4. Processing of Ovid Personal Data
4.1 Use of Ovid Personal Data. Ovid may process such Ovid Personal Data for the following purposes:
(a) managing and making decisions about this Agreement and any matters (such as invoicing and fee arrangements) arising in connection with this Agreement;
(b) communicating with Licensee and the Data Subjects that work for Licensee in relation to matters arising under or in connection with the Agreement and in connection with services that Ovid may offer from time to time;
(c) complying with regulatory and legal obligations to which Ovid is subject;
(d) establishing, exercising and defending legal rights and claims;
(e) client relationship management purposes;
(f) risk management and quality reviews;
(g) improving the content of its database, marketing, advertising, sending reports to Licensee, or conducting research; and
(h) Ovid’s internal financial accounting, information technology and other administrative support services
(collectively, “Processing Purposes”).
Licensee will ensure that (i) there is no prohibition or restriction in relation to Ovid’s use thereof that would prevent or restrict Ovid from Processing the Ovid Personal Data for the Processing Purposes; and (ii) Licensee has obtained all necessary consents, provided all necessary notices and done all other things required under Data Protection Laws to disclose the Ovid Personal Data to Ovid to enable Ovid to process it in connection with the Processing Purposes as a separate Controller.
5. General Terms
5.1 Governing law and Jurisdiction.
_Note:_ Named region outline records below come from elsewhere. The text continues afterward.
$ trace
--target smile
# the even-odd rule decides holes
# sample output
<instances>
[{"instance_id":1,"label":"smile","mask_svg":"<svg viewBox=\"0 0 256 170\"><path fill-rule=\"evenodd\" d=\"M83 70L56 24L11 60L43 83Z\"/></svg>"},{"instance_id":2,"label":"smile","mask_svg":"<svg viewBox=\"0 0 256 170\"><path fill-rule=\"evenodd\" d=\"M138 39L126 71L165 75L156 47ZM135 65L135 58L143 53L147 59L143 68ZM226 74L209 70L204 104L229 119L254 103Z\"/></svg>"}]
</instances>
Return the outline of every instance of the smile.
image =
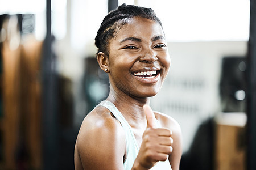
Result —
<instances>
[{"instance_id":1,"label":"smile","mask_svg":"<svg viewBox=\"0 0 256 170\"><path fill-rule=\"evenodd\" d=\"M139 78L153 79L158 76L160 70L152 70L147 71L138 71L133 73L133 75Z\"/></svg>"}]
</instances>

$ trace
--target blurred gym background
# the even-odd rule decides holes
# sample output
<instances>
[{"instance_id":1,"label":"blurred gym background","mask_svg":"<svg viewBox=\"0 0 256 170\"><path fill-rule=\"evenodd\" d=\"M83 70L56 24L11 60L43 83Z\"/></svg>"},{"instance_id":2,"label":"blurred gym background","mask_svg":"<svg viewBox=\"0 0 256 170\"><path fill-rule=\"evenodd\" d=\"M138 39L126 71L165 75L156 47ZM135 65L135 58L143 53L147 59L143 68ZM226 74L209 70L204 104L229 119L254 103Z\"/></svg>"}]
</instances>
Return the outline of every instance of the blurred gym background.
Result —
<instances>
[{"instance_id":1,"label":"blurred gym background","mask_svg":"<svg viewBox=\"0 0 256 170\"><path fill-rule=\"evenodd\" d=\"M181 126L180 169L256 169L255 2L0 0L0 169L74 169L81 123L109 92L94 38L123 3L163 23L171 65L151 104Z\"/></svg>"}]
</instances>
The Parties to this Annex hereby submit to the choice of jurisdiction stipulated in the Agreement with respect to any disputes or claims howsoever arising under this Annex, including disputes regarding its existence, validity or termination or the consequences of its nullity and this Annex and all non-contractual or other obligations arising out of or in connection with it are governed by the laws of the country or territory stipulated for this purpose in the Agreement.
5.2 Severance; Order of Precedence. Should any provision of this Annex be invalid or unenforceable, then the remainder of this Annex shall remain valid and in force. The invalid or unenforceable provision shall be either (i) amended as necessary to ensure its validity and enforceability, while preserving the Parties’ intentions as closely as possible or, if this is not possible, (ii) construed in a manner as if the invalid or unenforceable part had never been contained therein. In the event of a conflict or discrepancy between this Data Protection Annex and any term of the Agreement, this Data Protection Annex shall take precedence.